Why touch, not just vision, will decide which humanoids actually work in the real world
Close your eyes and pick up a glass of water. You can do it effortlessly. You know exactly how hard to squeeze, you can feel the weight shift as water sloshes, you can tell if the glass is wet and adjust your grip before it slips. Now imagine doing that with thick oven mitts on both hands and your eyes closed. That is roughly how most humanoid robots interact with the world today.
The robotics industry has poured billions into better vision, better language understanding, and better locomotion. But the sense that matters most for manipulation, touch, remains almost completely neglected. I think this is the single biggest gap holding humanoids back, and I think the teams that solve it will leapfrog everyone else.
Here is a fact that surprises most people: the majority of humanoid robot hands have zero tactile sensing. Some have basic force/torque sensors at the wrist. A few have pressure-sensitive fingertips. But nothing close to the density and richness of human touch.
Human fingertips have roughly 2,500 mechanoreceptors per square centimeter. These receptors detect pressure, vibration, texture, temperature, and slip at incredibly high resolution and bandwidth. When you pick up an object, your brain is processing a continuous stream of tactile data that tells you everything about the contact: where it is, how strong it is, whether the object is slipping, what the surface feels like, and how the object is deforming under your grip.
Without this information, robots are doing manipulation with one hand tied behind their back. They rely almost entirely on vision to plan grasps, and then execute those grasps open-loop, with no feedback about what is actually happening at the contact surface. This is why robots drop things, crush delicate objects, and struggle with tasks that any human child can do.
The current approach in robotics is to throw more vision at the problem. Better cameras, more viewpoints, higher resolution, depth sensors.
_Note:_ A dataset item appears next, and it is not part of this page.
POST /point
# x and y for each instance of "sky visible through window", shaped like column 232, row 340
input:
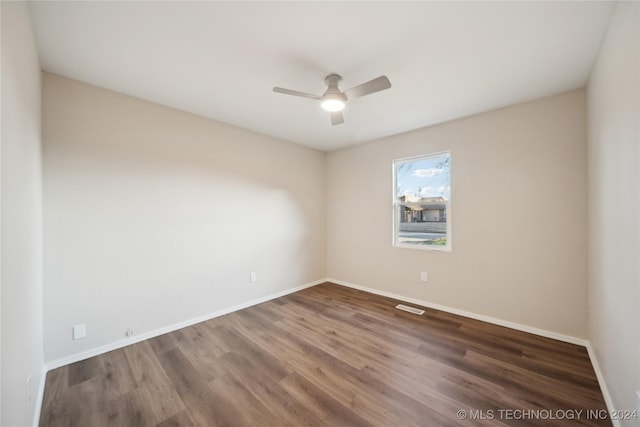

And vision is essential. But it has fundamental limitations for manipulation:
The analogy I keep coming back to is this: trying to do manipulation with only vision is like trying to walk using only your eyes, with no proprioception or sense of ground contact. You could maybe shuffle around on flat ground, but you would fall on any uneven surface. That is where robotic manipulation is today.
The good news is that tactile sensing hardware is improving rapidly. There are several promising approaches:
Vision-based tactile sensors like GelSight and DIGIT use a camera behind a soft, deformable membrane to capture high-resolution contact geometry. When the sensor touches something, the membrane deforms, and the camera captures the deformation pattern. These sensors give you incredible spatial resolution and can detect surface textures, contact shapes, and even small forces. The downside is they are bulky and hard to integrate into a dexterous hand.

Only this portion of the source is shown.